Ich kenne das von beiden Seiten:
° als Student habe ich in den 1960er Jahren mehr gekifft als mir gut tat – und es war mir später nur ein schwacher Trost, dass Sigmund Freud mit Kokain ähnliche Kämpfe ausfechten musste. Wie ihm das gelungen ist und wie er daraus die Psychoanalyse kreïerte, habe ich in meinem Buch — Freud und das Kokain untersucht
° Später habe ich meine eigenen Erfahrungen von 1970 bis 1976 gut in der Drogenberatung umsetzen können und in mehreren Büchern – so im Handbuch der Rauschdrogen.

Zur Anregung der Kreativität ist dass Kiffen höchst ungeeignet: Da sprudeln zwar die GeistQuantenFluktuationen nur so aus dem Unbewussten ins Bewusstsein – aber sie dann in der Realität praktisch umzusetzen erschöpft sich meistens nur im Reden und scheitert schlimmstenfalls im depressiven Nichtstun. Den Zahn, dass Drogen dem kreativen Prozess gut tun könnten, haben mir zwei Vorbilder in jungen Jahren sehr nachdrücklich gezogen: der österreichische Physiker und Schriftsteller — Herbert W. Franke und der indische Musiker — Ravi Shankar – die ich in eigenen Begegnungs-Texten würdigen werde.
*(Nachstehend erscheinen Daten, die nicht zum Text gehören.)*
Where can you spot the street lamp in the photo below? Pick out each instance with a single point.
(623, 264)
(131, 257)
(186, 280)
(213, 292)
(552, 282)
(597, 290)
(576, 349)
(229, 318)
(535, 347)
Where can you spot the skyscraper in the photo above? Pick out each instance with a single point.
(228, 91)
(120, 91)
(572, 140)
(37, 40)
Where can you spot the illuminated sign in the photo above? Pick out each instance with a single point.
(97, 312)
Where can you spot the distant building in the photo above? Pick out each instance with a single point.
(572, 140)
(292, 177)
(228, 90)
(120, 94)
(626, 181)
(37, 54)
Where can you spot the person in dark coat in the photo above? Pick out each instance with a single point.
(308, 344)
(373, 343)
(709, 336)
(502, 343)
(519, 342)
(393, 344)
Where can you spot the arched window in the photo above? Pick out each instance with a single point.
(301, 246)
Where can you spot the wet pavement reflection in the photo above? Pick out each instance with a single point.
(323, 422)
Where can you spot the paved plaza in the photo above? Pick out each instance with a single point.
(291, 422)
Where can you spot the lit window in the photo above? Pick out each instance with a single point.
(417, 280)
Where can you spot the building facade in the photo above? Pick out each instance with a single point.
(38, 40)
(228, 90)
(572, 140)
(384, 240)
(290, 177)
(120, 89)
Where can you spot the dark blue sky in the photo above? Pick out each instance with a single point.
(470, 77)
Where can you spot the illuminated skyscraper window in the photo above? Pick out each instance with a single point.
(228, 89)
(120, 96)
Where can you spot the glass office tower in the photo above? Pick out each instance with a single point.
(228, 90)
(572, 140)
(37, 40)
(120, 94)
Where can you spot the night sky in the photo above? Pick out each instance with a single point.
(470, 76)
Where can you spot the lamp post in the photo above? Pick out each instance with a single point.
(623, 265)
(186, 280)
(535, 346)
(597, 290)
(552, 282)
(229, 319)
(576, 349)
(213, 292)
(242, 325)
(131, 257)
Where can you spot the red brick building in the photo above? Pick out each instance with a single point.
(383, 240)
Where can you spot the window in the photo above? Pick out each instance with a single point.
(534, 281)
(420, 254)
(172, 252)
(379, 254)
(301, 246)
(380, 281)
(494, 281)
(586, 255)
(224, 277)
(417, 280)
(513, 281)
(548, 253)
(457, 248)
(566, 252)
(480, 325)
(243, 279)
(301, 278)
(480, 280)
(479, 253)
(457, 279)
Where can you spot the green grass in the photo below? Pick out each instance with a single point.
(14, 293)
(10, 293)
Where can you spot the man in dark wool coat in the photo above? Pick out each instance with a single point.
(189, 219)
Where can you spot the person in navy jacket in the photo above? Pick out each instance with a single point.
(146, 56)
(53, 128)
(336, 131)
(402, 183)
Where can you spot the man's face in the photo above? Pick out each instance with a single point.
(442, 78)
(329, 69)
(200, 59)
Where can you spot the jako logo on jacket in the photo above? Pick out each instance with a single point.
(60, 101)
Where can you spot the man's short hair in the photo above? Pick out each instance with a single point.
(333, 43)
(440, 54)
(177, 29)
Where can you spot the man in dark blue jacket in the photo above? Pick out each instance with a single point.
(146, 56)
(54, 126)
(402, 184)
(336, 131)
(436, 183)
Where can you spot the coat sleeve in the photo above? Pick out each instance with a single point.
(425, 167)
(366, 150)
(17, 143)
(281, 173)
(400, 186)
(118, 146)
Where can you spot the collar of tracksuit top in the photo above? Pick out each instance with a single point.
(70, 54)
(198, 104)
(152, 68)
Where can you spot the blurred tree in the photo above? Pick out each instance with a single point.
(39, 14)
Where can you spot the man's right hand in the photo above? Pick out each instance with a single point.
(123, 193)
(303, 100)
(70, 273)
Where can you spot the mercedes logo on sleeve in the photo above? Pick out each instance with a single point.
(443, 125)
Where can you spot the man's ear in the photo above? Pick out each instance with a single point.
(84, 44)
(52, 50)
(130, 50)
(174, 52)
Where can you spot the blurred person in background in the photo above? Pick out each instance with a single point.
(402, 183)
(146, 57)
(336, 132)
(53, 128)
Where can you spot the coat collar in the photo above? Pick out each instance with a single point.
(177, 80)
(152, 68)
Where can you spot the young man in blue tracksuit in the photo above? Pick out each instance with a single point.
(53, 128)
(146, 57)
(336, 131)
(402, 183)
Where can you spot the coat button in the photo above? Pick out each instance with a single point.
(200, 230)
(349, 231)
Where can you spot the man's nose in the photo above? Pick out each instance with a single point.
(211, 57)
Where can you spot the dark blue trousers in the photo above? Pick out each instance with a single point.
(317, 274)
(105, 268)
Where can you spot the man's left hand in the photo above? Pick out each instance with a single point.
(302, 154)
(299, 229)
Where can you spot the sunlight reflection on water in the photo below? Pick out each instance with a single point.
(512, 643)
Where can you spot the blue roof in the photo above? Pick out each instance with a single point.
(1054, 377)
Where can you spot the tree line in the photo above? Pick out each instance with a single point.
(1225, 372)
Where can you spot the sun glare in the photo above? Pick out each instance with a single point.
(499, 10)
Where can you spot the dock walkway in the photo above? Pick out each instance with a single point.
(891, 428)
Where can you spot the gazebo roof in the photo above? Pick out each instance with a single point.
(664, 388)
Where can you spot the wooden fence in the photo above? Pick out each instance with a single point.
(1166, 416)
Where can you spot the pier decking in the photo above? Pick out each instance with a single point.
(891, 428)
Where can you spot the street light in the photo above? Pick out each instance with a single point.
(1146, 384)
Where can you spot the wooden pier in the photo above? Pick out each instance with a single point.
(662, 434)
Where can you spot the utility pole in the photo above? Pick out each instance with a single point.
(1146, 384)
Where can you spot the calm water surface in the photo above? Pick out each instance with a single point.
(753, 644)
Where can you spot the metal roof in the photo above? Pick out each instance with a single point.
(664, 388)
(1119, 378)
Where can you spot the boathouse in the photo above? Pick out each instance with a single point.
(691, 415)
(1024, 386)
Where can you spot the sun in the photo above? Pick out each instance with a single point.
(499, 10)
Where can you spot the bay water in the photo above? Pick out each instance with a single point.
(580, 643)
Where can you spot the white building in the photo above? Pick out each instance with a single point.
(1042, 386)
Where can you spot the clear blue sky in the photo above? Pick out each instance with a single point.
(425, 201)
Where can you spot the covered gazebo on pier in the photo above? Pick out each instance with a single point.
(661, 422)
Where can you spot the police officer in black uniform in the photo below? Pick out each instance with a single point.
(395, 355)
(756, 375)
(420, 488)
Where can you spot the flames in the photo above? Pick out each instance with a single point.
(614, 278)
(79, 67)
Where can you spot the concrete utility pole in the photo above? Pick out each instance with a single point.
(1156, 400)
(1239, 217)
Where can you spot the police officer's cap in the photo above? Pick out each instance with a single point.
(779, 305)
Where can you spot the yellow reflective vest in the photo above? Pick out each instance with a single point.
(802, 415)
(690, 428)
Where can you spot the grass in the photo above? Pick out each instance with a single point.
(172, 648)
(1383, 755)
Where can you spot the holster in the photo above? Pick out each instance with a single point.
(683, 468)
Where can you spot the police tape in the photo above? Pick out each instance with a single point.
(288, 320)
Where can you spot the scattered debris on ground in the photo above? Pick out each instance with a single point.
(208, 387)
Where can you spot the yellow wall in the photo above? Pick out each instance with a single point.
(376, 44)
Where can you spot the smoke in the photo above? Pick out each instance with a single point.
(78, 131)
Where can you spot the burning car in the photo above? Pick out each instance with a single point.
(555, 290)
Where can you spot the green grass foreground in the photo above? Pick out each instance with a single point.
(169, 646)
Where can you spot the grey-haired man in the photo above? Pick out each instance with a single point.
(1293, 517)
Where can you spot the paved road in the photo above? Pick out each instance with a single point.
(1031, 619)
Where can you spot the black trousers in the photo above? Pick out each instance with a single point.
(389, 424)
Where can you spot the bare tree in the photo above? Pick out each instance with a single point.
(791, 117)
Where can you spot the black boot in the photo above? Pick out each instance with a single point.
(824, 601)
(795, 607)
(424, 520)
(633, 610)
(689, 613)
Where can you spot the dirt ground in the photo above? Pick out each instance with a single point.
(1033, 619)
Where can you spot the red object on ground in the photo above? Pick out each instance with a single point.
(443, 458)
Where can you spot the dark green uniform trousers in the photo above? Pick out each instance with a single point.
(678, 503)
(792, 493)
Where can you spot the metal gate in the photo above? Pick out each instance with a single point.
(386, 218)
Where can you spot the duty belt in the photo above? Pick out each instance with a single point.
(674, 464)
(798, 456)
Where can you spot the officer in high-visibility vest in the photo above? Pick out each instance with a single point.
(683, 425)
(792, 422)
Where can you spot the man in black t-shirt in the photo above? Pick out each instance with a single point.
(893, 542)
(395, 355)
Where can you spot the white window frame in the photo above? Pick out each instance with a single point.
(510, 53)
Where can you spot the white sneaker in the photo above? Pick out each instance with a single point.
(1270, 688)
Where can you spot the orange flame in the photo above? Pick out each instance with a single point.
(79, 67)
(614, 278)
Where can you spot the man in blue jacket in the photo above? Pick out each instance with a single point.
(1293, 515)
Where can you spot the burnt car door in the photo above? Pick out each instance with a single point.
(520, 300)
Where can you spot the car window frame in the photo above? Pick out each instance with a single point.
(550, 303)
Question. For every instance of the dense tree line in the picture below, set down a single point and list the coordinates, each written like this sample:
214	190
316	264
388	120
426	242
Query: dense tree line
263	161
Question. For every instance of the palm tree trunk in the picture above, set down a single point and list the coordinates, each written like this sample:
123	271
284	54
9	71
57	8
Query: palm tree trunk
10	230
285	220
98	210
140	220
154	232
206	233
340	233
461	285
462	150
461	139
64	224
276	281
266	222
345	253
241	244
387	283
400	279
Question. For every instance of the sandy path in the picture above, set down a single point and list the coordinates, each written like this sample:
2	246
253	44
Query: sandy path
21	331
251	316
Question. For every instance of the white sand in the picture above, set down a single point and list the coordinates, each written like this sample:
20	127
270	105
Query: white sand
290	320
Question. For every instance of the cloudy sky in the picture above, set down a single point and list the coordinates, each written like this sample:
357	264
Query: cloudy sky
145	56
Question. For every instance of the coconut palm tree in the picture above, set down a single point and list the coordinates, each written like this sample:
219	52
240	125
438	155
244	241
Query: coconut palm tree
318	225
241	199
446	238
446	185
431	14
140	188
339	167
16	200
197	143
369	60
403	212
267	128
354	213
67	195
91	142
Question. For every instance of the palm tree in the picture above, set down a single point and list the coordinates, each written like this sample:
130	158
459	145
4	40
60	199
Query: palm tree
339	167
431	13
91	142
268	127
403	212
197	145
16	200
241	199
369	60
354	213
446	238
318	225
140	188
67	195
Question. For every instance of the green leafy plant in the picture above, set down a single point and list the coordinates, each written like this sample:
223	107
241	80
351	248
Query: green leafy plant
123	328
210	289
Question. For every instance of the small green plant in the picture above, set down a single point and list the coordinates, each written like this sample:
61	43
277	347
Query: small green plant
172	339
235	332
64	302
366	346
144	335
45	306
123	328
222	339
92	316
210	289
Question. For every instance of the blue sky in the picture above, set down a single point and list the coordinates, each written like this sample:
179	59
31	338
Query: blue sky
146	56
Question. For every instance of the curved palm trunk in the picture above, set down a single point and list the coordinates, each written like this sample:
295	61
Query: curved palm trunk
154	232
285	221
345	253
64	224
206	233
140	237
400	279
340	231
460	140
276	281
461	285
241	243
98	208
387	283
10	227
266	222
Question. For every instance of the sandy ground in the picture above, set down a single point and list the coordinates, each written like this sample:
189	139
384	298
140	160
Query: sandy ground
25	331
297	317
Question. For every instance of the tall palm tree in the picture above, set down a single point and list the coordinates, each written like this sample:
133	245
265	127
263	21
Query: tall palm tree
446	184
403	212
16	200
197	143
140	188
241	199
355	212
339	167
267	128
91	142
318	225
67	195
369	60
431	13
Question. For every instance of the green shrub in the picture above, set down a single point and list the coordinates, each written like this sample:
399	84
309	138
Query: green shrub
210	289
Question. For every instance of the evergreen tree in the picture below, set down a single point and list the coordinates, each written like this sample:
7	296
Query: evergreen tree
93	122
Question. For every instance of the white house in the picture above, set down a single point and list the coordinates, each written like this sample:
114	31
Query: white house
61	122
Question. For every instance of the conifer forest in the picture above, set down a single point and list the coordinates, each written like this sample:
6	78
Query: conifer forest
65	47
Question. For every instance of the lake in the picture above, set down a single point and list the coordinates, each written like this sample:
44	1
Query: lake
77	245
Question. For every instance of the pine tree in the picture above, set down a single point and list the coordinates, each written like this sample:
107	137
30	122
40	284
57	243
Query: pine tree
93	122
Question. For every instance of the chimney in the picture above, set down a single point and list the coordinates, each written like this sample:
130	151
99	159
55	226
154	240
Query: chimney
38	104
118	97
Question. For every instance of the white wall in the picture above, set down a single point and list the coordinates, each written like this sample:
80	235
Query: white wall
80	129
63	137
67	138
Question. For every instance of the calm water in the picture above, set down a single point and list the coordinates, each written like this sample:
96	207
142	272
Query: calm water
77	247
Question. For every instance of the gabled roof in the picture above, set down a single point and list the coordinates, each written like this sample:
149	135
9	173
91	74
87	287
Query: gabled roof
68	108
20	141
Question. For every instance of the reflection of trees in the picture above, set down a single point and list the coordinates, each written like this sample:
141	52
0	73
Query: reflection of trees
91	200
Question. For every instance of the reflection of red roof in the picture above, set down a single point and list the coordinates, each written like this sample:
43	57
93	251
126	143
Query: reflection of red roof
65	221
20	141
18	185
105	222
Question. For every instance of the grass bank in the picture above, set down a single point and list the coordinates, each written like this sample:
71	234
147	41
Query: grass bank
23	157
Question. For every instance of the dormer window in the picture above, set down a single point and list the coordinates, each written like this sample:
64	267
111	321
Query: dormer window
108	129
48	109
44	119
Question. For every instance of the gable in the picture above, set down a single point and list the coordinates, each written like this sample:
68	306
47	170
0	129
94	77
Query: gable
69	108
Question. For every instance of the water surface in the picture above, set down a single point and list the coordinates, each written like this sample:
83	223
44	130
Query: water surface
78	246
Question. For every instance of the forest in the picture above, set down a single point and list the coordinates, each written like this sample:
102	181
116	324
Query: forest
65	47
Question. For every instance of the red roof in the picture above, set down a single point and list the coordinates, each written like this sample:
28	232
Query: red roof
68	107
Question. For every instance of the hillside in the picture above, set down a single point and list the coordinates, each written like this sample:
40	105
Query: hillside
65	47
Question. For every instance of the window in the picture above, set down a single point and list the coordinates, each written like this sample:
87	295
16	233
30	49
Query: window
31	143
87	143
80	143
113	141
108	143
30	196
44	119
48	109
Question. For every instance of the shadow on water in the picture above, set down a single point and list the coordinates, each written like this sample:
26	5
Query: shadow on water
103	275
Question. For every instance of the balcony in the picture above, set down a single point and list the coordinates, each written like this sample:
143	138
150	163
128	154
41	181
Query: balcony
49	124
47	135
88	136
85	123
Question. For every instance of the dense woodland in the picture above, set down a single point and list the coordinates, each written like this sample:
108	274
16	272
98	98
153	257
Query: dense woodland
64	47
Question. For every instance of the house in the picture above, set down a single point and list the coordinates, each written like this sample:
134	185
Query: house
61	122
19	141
Was die Schreibblockaden angeht, mit denen sich Tripp plagt, so kenne ich die ebenfalls aus eigener Anschauung. Und mein aktuelles Roman-Projekt glü kann es mit des Professors 2612 Seiten locker aufnehmen. Aber der Blog ist mir jetzt eine Weile wichtiger. Und im Gegensatz zu den meisten meiner früheren Buch-Projekten habe ich keinen Vertrag, der mir eine Deadline aufzwingt. Hat Vorteile – aber auch Nachteile, wie man sich denken kann. Und irgendwie macht es auch Spaß, einmal länger an einem Projekt zu arbeiten – in diesem Fall seit 1982.

Dass ich in meinen Schreib-Seminare (seit 1979) anders arbeite, habe ich oben schon angemerkt. Ich fände es nur sehr hilfreich, wenn die Corona-Aliens sich allmählich wieder zurückziehen würden (oder möglichst bald möglichst viele Menschen geimpft sind) und die Durchführung von Schreib-Seminaren wieder so locker durchgeführt werden kann, wie im Film. Aber leider ist das kein Science-Fiction-Roman oder -Film, dem man ein einsprechendes Happy-end ankleben könnte.

Die BinnenVersalie des Titels (WonderBoys) ist übrigens echt und nicht von mir hineingeschmuggelt.

Quelle
Hanson, Curtis (Regie): Die WonderBoys. USA 2000.